Even now that I am pregnant and that fear is gone it still is non-existent but I don't feel that either of us shares more of the blame then the other. Life is tiring right now. However we need to talk! We are very loving to each other. Oh and we have been together for 15 years :)

Porthardygurl
12-01-2011, 03:04 PM
Hmmm..

Well in my personal opinion, i think his feelings of pressure is totally coming from himself.. The reason why i say that.. is because i dont even mention to him the idea of having sex.. I wait for him to come to me when he is ready for it..I used to try persuing him and he would turn me down and i would feel like something was wrong with me, so i got sick of trying and now i let him come to me when he wants it.

I think this "pressure" issue is in his head..because..after a few weeks of having nothing, i approach him and say "im not content with our sex life". I tell him how i feel about the lack of sex in our life.
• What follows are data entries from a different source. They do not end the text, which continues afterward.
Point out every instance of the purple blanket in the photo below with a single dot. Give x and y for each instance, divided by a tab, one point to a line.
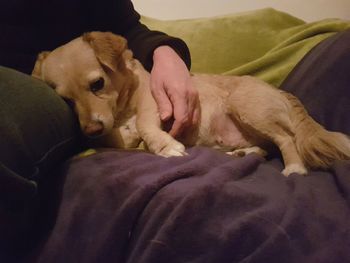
120	206
206	207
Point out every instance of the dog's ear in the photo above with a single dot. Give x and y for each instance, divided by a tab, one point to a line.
38	63
108	48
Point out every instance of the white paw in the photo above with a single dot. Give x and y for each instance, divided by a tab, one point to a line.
245	151
294	168
173	149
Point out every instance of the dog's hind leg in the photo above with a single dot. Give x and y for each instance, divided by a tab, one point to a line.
269	122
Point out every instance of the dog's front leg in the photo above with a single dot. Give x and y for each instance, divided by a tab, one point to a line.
148	126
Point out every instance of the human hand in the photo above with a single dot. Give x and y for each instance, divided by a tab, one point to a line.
172	90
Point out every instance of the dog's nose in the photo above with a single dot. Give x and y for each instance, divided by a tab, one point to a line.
94	129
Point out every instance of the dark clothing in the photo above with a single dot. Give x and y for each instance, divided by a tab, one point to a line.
28	27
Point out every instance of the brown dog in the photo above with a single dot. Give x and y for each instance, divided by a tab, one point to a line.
110	93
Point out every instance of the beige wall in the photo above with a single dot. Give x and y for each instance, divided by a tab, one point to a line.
309	10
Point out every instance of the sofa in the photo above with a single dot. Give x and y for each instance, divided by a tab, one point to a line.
110	205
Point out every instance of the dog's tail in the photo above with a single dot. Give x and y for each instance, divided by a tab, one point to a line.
317	147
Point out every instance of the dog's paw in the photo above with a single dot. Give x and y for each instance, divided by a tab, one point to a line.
294	168
245	151
173	149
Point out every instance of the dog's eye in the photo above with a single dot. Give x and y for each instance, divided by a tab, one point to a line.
97	85
70	102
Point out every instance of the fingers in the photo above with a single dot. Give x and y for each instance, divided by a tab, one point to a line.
186	111
165	106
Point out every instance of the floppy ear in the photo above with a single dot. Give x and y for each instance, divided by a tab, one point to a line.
108	48
38	63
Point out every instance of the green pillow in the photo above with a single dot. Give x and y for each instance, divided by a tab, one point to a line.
265	43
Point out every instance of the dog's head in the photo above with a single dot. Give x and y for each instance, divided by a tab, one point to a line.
90	74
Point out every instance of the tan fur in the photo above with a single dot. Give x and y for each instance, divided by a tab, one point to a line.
239	115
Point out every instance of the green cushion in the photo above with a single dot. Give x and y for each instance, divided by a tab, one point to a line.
265	43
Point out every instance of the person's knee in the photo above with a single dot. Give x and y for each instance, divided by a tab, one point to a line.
38	130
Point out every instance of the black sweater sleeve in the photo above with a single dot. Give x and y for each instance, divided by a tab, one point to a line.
30	26
120	17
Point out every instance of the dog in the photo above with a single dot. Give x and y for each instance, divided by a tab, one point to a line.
110	92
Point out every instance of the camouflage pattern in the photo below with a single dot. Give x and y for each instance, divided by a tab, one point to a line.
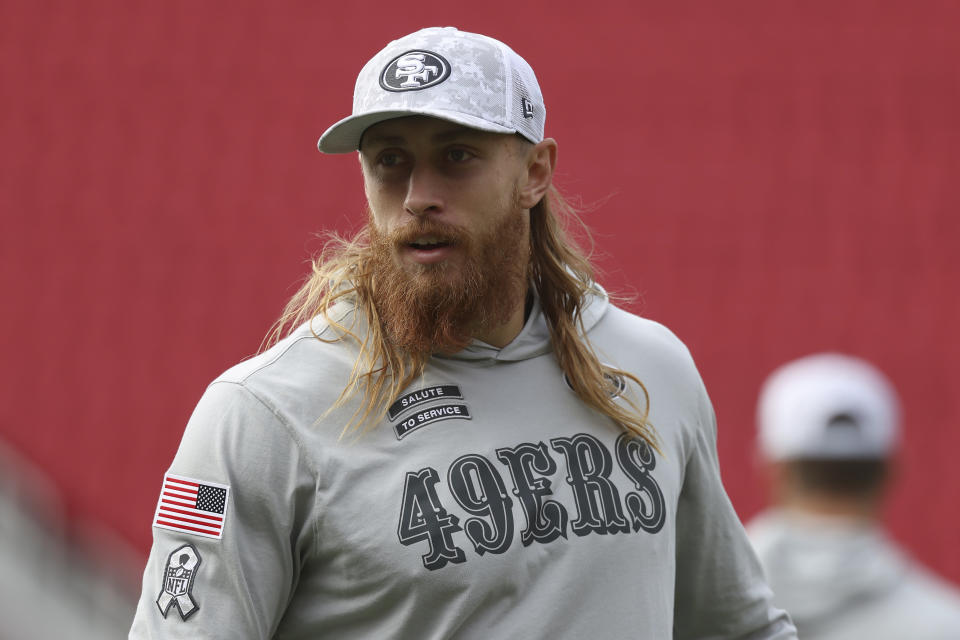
489	87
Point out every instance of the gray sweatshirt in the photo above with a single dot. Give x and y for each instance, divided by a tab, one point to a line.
843	580
489	503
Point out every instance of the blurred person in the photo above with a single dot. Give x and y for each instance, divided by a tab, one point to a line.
455	432
829	425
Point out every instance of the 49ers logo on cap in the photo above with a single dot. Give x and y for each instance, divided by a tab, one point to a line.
414	70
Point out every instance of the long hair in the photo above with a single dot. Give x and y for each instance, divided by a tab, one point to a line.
559	270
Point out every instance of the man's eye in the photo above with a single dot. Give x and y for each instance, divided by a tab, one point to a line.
389	159
458	155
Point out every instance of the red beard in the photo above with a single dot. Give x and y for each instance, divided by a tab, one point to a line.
439	308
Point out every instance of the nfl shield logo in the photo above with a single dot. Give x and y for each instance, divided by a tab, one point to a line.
178	582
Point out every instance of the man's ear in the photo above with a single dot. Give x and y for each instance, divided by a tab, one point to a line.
540	162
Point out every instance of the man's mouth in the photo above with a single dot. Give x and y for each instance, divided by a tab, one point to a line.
426	243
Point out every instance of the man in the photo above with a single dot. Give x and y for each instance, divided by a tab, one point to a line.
828	429
458	436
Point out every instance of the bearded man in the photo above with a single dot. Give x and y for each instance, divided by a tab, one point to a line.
454	433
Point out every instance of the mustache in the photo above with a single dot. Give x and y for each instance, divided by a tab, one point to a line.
444	231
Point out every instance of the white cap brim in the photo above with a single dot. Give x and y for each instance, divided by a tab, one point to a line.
345	136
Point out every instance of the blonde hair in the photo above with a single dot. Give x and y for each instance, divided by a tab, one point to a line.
559	270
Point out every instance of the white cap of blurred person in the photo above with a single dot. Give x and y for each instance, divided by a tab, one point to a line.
829	426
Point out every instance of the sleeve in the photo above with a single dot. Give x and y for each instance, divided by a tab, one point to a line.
230	578
721	592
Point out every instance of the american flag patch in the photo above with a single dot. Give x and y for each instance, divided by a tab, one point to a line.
193	506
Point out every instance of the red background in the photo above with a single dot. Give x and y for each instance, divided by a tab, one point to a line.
772	179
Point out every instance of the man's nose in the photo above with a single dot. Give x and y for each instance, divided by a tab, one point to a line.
424	192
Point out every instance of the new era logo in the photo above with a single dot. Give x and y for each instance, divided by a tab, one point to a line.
527	107
192	506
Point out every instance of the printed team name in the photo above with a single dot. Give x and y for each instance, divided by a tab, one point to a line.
414	398
479	487
425	417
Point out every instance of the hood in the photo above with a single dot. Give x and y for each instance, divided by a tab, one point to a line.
534	339
819	567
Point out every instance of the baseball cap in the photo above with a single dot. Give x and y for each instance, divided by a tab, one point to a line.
828	406
467	78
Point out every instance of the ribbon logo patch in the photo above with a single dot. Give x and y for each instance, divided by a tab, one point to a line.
178	578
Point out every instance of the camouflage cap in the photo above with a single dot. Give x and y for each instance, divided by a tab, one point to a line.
445	73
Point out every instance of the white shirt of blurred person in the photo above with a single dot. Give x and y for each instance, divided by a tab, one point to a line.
828	430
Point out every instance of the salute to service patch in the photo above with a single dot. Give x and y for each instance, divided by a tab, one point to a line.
192	506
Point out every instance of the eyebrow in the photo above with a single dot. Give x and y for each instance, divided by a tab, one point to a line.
443	136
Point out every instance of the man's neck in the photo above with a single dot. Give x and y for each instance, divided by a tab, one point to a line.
504	334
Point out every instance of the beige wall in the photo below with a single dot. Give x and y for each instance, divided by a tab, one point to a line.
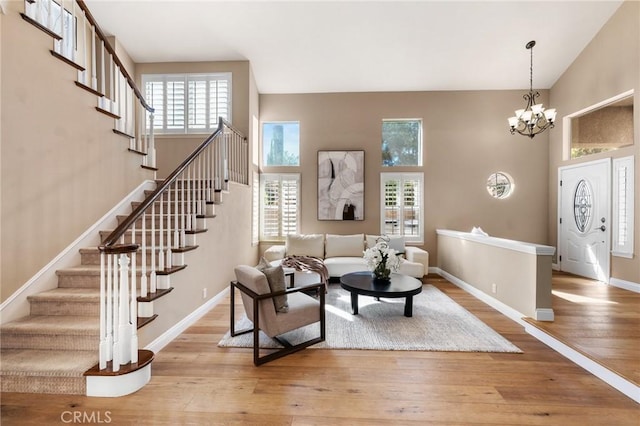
608	66
62	166
172	150
522	280
466	138
221	248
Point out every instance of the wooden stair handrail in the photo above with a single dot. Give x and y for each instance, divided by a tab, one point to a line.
112	51
139	211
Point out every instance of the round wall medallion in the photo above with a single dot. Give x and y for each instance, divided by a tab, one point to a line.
499	185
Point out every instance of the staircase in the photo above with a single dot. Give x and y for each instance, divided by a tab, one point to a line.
81	337
56	346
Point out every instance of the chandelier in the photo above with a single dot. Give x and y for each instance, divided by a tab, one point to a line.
533	119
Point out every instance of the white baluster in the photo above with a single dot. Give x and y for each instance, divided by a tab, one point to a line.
152	276
94	60
124	324
74	50
82	75
183	223
143	253
176	217
115	317
103	350
188	210
151	149
169	262
161	265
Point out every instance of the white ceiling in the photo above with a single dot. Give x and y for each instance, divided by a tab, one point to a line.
356	46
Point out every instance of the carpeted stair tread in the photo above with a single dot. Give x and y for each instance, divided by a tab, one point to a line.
67	295
54	325
80	270
38	362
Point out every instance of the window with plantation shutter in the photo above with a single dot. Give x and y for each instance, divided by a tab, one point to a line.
188	103
402	211
255	208
623	207
279	194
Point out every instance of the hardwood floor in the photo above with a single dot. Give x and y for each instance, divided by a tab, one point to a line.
195	382
600	321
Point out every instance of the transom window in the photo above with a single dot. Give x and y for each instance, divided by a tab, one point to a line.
281	143
402	211
188	103
402	142
279	206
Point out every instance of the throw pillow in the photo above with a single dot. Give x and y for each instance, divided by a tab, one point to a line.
305	245
396	242
275	278
344	245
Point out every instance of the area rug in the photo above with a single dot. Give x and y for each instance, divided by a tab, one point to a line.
438	324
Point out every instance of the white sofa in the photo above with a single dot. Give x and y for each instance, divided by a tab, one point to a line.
343	254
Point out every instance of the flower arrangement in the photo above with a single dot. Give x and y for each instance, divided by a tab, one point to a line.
381	259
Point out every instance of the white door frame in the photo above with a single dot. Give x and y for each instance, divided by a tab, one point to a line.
560	234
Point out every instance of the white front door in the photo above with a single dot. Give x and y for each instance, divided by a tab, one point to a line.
584	229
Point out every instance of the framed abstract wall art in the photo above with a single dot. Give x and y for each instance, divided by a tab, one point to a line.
340	185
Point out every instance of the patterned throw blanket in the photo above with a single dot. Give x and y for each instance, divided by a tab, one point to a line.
308	263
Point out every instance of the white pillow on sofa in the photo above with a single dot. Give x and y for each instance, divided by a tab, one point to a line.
396	242
305	245
344	245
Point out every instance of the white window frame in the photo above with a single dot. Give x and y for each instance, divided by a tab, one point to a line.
385	177
287	213
255	208
47	13
262	141
420	141
160	124
623	207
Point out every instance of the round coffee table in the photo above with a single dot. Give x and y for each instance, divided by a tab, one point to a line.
399	285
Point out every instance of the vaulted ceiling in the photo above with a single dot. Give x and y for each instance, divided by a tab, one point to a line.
355	46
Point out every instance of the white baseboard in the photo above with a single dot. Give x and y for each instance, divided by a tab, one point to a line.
544	314
16	305
494	303
168	336
626	285
612	379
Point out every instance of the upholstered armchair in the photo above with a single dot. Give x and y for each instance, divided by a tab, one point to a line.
258	300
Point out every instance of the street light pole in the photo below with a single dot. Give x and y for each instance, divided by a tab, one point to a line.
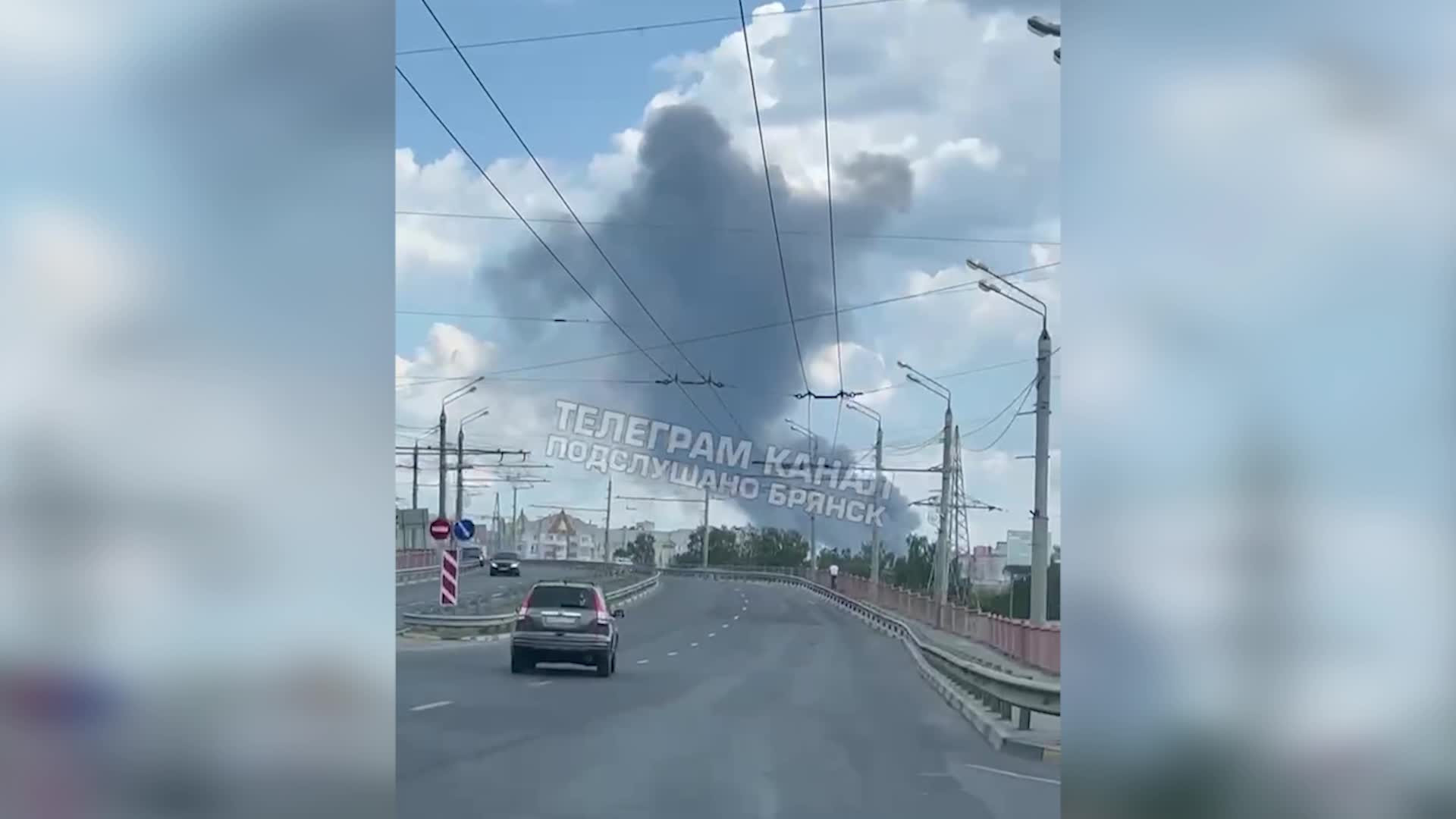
707	531
1038	513
943	548
813	455
444	455
874	531
414	471
460	460
1043	27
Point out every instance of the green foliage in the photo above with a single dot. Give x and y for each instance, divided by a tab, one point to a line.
746	547
1017	599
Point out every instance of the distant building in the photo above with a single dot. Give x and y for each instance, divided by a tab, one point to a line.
1018	547
557	538
413	529
987	566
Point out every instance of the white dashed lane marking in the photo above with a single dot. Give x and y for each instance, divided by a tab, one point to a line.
1014	776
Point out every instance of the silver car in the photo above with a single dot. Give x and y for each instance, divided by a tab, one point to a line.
564	621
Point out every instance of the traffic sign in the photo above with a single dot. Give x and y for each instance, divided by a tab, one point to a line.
465	529
449	577
440	528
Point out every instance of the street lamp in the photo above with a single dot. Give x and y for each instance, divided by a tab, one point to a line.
813	452
1038	513
1043	27
444	401
943	553
414	468
880	450
460	458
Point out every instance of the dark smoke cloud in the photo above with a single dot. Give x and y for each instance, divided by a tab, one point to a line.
692	237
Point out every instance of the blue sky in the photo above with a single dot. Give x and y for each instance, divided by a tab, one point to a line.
957	91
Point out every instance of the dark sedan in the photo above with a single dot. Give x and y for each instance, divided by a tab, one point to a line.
506	563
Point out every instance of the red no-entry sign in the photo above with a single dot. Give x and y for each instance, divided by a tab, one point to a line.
440	528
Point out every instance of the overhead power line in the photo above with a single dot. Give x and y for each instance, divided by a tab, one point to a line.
1025	394
585	232
764	327
500	318
637	28
829	202
767	183
721	229
548	248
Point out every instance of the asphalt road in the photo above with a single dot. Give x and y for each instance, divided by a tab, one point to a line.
476	585
730	700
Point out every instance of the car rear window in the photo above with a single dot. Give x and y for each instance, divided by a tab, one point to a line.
563	598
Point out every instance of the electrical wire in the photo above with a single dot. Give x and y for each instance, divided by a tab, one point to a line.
767	183
714	228
992	420
769	325
566	205
1025	395
829	202
555	319
641	28
548	248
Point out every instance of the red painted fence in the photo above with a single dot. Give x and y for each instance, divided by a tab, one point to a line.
1038	646
416	558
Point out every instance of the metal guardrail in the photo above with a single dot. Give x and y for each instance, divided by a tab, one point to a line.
484	626
998	689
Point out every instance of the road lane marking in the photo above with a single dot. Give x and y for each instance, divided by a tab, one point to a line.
1014	774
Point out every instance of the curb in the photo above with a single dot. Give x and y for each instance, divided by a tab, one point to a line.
506	634
989	725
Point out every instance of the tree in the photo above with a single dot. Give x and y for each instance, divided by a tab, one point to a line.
1017	601
642	550
746	547
913	569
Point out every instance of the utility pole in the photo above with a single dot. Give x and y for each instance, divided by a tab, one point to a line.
495	523
606	531
813	464
443	458
460	474
874	532
880	458
414	479
1038	513
959	504
514	534
707	531
943	550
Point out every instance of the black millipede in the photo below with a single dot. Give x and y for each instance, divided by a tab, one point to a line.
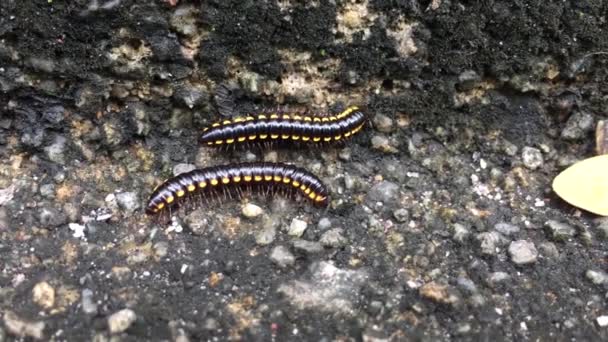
199	185
284	127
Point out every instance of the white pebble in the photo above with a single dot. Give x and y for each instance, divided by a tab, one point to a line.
297	227
602	321
251	210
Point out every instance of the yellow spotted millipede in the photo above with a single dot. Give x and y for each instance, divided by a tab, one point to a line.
197	185
285	128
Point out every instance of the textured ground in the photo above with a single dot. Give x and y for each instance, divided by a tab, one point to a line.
442	224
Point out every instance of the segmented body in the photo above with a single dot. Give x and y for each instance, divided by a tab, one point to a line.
281	128
218	180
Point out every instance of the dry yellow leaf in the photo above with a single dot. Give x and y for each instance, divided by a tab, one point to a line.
585	185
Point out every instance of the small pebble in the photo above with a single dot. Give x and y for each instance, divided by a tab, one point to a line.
19	327
602	321
597	277
523	252
51	217
385	192
128	201
89	306
401	215
333	238
183	168
461	233
197	222
490	241
383	123
382	143
506	228
44	295
310	247
267	235
251	210
532	157
121	320
548	250
281	256
578	125
297	227
559	231
56	151
325	223
498	277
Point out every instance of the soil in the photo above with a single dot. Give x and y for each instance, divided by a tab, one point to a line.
442	226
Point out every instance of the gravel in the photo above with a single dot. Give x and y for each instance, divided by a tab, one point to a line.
251	210
297	227
334	238
506	228
523	252
128	201
309	247
559	231
578	125
532	157
386	192
121	320
281	256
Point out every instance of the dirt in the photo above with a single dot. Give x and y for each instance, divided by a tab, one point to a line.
103	98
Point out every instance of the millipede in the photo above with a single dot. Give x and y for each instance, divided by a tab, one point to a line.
296	128
200	185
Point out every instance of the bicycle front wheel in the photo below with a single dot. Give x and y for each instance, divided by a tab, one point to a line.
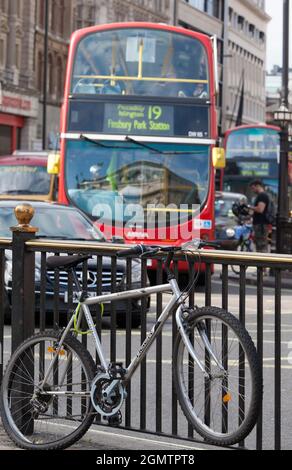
222	401
54	414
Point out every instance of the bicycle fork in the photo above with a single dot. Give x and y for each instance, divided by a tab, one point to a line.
203	334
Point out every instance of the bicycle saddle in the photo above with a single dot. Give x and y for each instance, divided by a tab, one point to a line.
65	262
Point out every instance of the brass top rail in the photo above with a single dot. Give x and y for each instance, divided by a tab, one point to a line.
205	255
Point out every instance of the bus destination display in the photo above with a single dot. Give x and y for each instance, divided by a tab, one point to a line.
138	118
124	118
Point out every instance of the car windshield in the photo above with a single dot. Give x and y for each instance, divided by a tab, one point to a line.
223	207
120	175
24	179
53	222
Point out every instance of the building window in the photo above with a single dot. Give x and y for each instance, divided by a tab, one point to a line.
40	71
2	52
50	75
3	6
19	8
18	55
59	78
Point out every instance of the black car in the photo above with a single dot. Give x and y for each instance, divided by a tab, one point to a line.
61	222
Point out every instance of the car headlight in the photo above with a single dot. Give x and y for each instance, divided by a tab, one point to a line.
8	272
230	232
136	271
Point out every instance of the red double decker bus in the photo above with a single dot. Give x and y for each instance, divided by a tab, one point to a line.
138	130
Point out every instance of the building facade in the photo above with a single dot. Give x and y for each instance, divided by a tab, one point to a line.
246	62
240	26
60	26
18	97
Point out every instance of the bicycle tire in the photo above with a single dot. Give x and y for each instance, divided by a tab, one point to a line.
20	377
218	436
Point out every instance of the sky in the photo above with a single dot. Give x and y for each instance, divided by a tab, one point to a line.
275	31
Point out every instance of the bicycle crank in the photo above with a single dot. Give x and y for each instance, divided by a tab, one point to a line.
107	394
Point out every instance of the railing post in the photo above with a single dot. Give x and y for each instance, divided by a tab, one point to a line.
23	276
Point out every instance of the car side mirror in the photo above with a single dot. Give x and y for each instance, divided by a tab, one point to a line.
218	158
118	239
53	165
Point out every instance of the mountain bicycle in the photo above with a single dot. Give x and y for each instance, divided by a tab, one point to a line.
52	390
I explain to him that i am human and i have needs and if he expects me not to masturbate, then he needs to meet my needs himself. Just like him: he doesnt masturbate and no he doesnt watch or read porn and neither do i.. but we have an agreement that we will be there physically for the other. Contrary to what you might think.. this was my fiancee's decision and not mine. I would have been okay with masturbation if he couldnt meet my needs. But he isnt okay with it.

The most pressure i put on him is me saying "hey hun, we havent had sex in 2 weeks, i was kind of wondering when we could get back into it?" One time i said "hey, why dont we compromise and have it x number of times a week"

I thought by doing that..then he wouldnt feel like im asking him all the time..

If making your needs known is considered pressure or alerting your SO that you are unhappy in your sex life is wrong..then what are you supposed to do? just wait till things get bad enough, that you want to go out and cheat and find another man who will? or dump him because you are so unhappy or masturbate behind his back? Can you tell me any other way im supposed to fix it? cause... honestly..its gotten to the point a couple of times over the past 2.5 years where ive been so unhappy ive almost cheated or almost broken up with him..and i guess some people dont care if they dont get sex..but for me..it validates me as a women..and it makes me feel secure and loved and appreciated.. i am a physically affectionate person..its my primary language of love that i show and recieve...if im not recieving it..then im feeling pretty unhappy..im not suggesting we need to have sex every day..but more then once a week would be nice.

kaplods
12-01-2011, 03:49 PM
In college, I took a human sexuality course, and while I don't remember the exact numbers, I distinctly remember the whole class being suprised that the "average" frequency of sex for young couples was so low, and that the average for older couples was surprisingly high. It meant that the cultural perception that young people are having sex all of the time, and older and even elderly couples never have sex - is completely hogwash. Our "perception" of normal and the reality are very different.

Once a week, or even twice a month is'nt by any means rare or unusual for couples of any age.

Of course, it doesn't matter whose sex drive is more "average," what matters is that your sex drives are incompatible. Unfortunately this is also not at all unusual. Couples in perfect sexual-sync, in which both partners are getting exactly the kind and amount of sex they want - are the minority, not the majority. In most cases, someone is always getting more or less than they would like. Even couples who do have similar desires, often aren't in sync at the same time - meaning they both want sex once a week, but one person wants it on Tuesday mornings, and the other wants it on Saturday evening.

Sex always seems naturally easy and perfect on tv and in books - it's not. Sexual and financial differences are both at the top of the list as reasons couple split up, and I think it's partially because we're taught that agreements in these areas are supposed to come easily and naturally (especially with sex).

Most couples are mismatched sexually to some degree, but there are healthy ways to communicate and compromise so that neither partner gets everything they want, but neither feels as if they're the one always making a "sacrifice."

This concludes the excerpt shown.